Yukardan ses gelir : Ben geldim faniler, tartışmayı bırakın,

İkinci Cihan: Nasıl yani, geldin mi gerçekten, bu inanılmaz, kimin ruhusun peki?

Ruh: Dönemin ruhuyum,

Sultan: Hangi dönemin,

Ruh: Fark etmez, hangi dönem olsa uyum sağlarım ben,

Süleyman: Yani her dönemde sen mi varsın, en eski ruh sen olmalısın,

Ruh: Evet oldukça eskiyim.

Nüma: Zor olmalı yüzyıllardır, yeryüzünde ruh olmak,

Ruh: Evet zor, hem de çok zor. Yaşlandım artık. Her dönemde kullanılmaktan yoruldum. Emekli olmak köşeme çekilmek istiyorum. O kadar çok ruh varken dünyada, bütün işleri bana yıkmalarından yoruldum. Güzel zamanlarım da oldu tabi ama en çok kötü zamanlarım oldu. Nerde pis bir iş olsa beni kullandılar. Fazla çalışıp göze batmayacaksın, sonra her işe seni koşturuyorlar… Benimki de o hesap oldu. Yıllardır varım dünyada.
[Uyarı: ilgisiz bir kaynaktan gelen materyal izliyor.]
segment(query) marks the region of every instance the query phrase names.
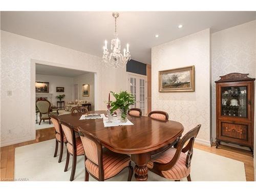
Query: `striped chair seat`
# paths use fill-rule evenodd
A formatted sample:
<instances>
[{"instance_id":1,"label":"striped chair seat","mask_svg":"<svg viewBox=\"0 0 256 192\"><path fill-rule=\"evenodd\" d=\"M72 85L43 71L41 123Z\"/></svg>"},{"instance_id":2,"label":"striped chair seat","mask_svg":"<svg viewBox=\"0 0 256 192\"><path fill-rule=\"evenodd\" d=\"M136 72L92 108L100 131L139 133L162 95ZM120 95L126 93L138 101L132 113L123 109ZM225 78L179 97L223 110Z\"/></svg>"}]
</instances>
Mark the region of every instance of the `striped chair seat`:
<instances>
[{"instance_id":1,"label":"striped chair seat","mask_svg":"<svg viewBox=\"0 0 256 192\"><path fill-rule=\"evenodd\" d=\"M161 163L168 163L173 159L176 152L176 149L175 148L170 148L165 152L153 157L151 160L148 162L147 166L148 168L152 168L154 162ZM162 174L164 177L166 179L179 180L184 177L186 177L189 175L190 167L189 168L187 168L186 166L186 154L181 152L179 160L170 169L162 171Z\"/></svg>"},{"instance_id":2,"label":"striped chair seat","mask_svg":"<svg viewBox=\"0 0 256 192\"><path fill-rule=\"evenodd\" d=\"M129 115L139 117L140 116L140 112L136 110L132 110L129 112Z\"/></svg>"},{"instance_id":3,"label":"striped chair seat","mask_svg":"<svg viewBox=\"0 0 256 192\"><path fill-rule=\"evenodd\" d=\"M56 139L57 139L58 141L60 142L60 134L58 133L56 133L56 135L55 135L55 137L56 137ZM67 138L66 137L65 135L64 135L63 136L63 141L64 142L67 142Z\"/></svg>"},{"instance_id":4,"label":"striped chair seat","mask_svg":"<svg viewBox=\"0 0 256 192\"><path fill-rule=\"evenodd\" d=\"M158 120L166 120L165 116L160 113L154 113L150 116L150 117Z\"/></svg>"},{"instance_id":5,"label":"striped chair seat","mask_svg":"<svg viewBox=\"0 0 256 192\"><path fill-rule=\"evenodd\" d=\"M77 156L83 155L84 154L83 150L83 146L82 146L82 141L80 137L76 138L76 154ZM71 154L73 154L73 146L70 143L67 143L67 148L68 151Z\"/></svg>"},{"instance_id":6,"label":"striped chair seat","mask_svg":"<svg viewBox=\"0 0 256 192\"><path fill-rule=\"evenodd\" d=\"M131 157L127 155L113 152L105 148L103 151L102 161L104 179L107 179L129 166ZM99 178L99 167L97 164L88 159L86 161L86 167L88 171Z\"/></svg>"}]
</instances>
İlk Cihan: Hep bu coğrafyada mıydın?

Ruh: Evet hep bu coğrafyada çalıştım.Bu coğrafyadaki tüm medeniyetlerde görev aldım. Cumhuriyetten önce de vardım yani.
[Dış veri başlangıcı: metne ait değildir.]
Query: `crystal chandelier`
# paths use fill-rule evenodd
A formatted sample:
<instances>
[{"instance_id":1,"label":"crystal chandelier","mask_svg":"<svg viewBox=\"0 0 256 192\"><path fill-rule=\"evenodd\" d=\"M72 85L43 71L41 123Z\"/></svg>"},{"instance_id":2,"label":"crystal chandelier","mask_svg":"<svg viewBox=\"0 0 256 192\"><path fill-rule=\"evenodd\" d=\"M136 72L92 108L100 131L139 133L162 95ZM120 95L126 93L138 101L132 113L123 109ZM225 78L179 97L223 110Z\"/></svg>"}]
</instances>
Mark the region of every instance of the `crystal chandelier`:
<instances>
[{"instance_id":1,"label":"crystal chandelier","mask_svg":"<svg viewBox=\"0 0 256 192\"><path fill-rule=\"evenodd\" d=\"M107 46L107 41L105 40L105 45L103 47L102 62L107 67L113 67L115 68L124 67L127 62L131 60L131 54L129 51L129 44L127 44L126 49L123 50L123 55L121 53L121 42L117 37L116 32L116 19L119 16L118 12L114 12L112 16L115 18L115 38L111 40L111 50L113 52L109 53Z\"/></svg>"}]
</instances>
Nüma: Diğer coğrafyalarda durum nasıl?

Ruh: Her ülkenin her krallığın kendi dönem ruhu var Ama bazı ülkeler bıraktılar kendi dönemlerinin ruhunu. Dönemlerinin ruhlarıyla yüzleştiler ve ruhlarını huzur içinde ruhlar alemine yolladılar. Ben ve bazı arkadaşım kaldık yeryüzünde.
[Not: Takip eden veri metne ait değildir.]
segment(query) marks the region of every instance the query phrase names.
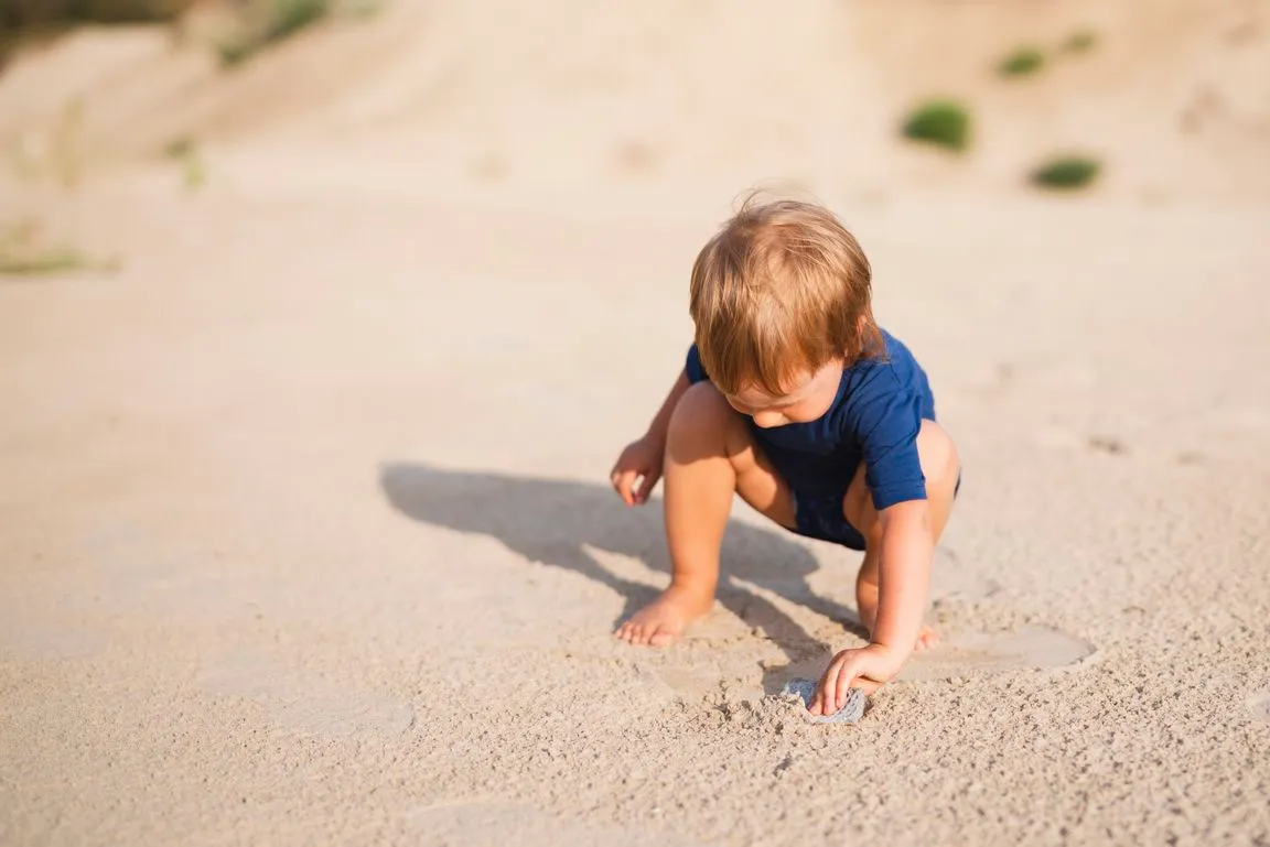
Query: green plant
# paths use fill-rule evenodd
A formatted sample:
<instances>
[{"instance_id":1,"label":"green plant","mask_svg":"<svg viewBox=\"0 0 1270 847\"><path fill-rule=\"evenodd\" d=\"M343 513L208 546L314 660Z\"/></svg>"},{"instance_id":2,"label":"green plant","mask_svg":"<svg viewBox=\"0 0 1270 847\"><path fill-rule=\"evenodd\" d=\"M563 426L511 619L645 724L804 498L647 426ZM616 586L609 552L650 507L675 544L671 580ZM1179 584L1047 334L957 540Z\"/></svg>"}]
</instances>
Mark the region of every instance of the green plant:
<instances>
[{"instance_id":1,"label":"green plant","mask_svg":"<svg viewBox=\"0 0 1270 847\"><path fill-rule=\"evenodd\" d=\"M203 156L198 151L198 145L189 136L173 138L164 147L164 153L168 158L180 165L185 188L190 190L199 189L207 181L207 169L203 166Z\"/></svg>"},{"instance_id":2,"label":"green plant","mask_svg":"<svg viewBox=\"0 0 1270 847\"><path fill-rule=\"evenodd\" d=\"M970 145L970 113L955 100L927 100L908 115L902 132L911 141L960 152Z\"/></svg>"},{"instance_id":3,"label":"green plant","mask_svg":"<svg viewBox=\"0 0 1270 847\"><path fill-rule=\"evenodd\" d=\"M86 266L84 256L67 247L32 252L0 250L0 275L4 276L47 276L83 270Z\"/></svg>"},{"instance_id":4,"label":"green plant","mask_svg":"<svg viewBox=\"0 0 1270 847\"><path fill-rule=\"evenodd\" d=\"M1045 67L1045 53L1036 47L1020 47L997 65L999 76L1030 76Z\"/></svg>"},{"instance_id":5,"label":"green plant","mask_svg":"<svg viewBox=\"0 0 1270 847\"><path fill-rule=\"evenodd\" d=\"M1085 156L1058 156L1031 172L1034 185L1049 189L1073 190L1085 188L1099 178L1102 164Z\"/></svg>"},{"instance_id":6,"label":"green plant","mask_svg":"<svg viewBox=\"0 0 1270 847\"><path fill-rule=\"evenodd\" d=\"M241 30L216 46L221 65L241 65L260 49L326 18L334 0L260 0L245 13Z\"/></svg>"},{"instance_id":7,"label":"green plant","mask_svg":"<svg viewBox=\"0 0 1270 847\"><path fill-rule=\"evenodd\" d=\"M1085 53L1093 49L1099 43L1099 34L1092 29L1077 29L1063 42L1062 49L1067 53Z\"/></svg>"}]
</instances>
İkinci Cihan: Cumhuriyet kurulduktan sonra emekli etmediler mi seni,

Ruh: Yok canım ne gezer. Ben de öyle düşünmüştüm. Umduğum gibi gitmedi işler. Hep beni kullandılar. Ruhumu acıttılar. Öyle çok sevip bağırlarına bastılar ki anlatamadım kendimi. Geçmişi temizlemek için hep ruhumu kullandılar. Halbuki ben anlattıkları gibi değildim. Hiç kimse anlamadı.

Sultan: Hiç kimse mi?

Ruh: Yani bir avuç insan beni anladı, onları da kimsenin duymaya niyeti olmadı. Öyle böyle bugünlere geldim. Daha da çok yaşayacağa benziyorum.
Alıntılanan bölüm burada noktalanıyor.